What is the Basis of Accounting?
The basis of accounting is the method or principle that determines when and how revenues and expenses are recognized in the financial statements of a business.
The way accounting is done has a significant impact on how a company’s financial performance and position are measured and reported.
There are two main bases of accounting
- the cash basis and,
- the accrual basis.
Cash basis of accounting
Under this method, revenues are recognized when cash is received, and expenses are recognized when cash is paid. This means that transactions are recorded only when there is a change in the cash balance of the entity.
Free Accounting Software for Small Businesses
The cash basis of accounting is simple and easy to apply. Still, it does not reflect the economic reality of the business’s activities, as it ignores the matching principle and the revenue recognition principle.
The cash basis of accounting is not accepted by generally accepted accounting principles (GAAP) or international financial reporting standards (IFRS). Still, it may be used by some small businesses or individuals for tax or internal purposes.
Accrual basis of accounting
Under this method, revenues are recognized when they are earned, and expenses are recognized when they are incurred.

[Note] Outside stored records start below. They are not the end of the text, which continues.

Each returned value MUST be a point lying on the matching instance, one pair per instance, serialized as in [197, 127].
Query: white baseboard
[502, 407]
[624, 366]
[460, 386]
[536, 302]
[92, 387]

This means that transactions are recorded when there is a change in the economic resources or obligations of the business, regardless of when cash is exchanged.
The accrual basis of accounting follows the matching principle and the revenue recognition principle, which state that revenues and expenses should be matched in the same period in which they are generated and realized.
It provides a more accurate and complete picture of the company’s financial performance and position, as it reflects the economic substance of the company’s activities.
GAAP and IFRS require the accrual basis of accounting, and most businesses and organizations use it for external reporting purposes.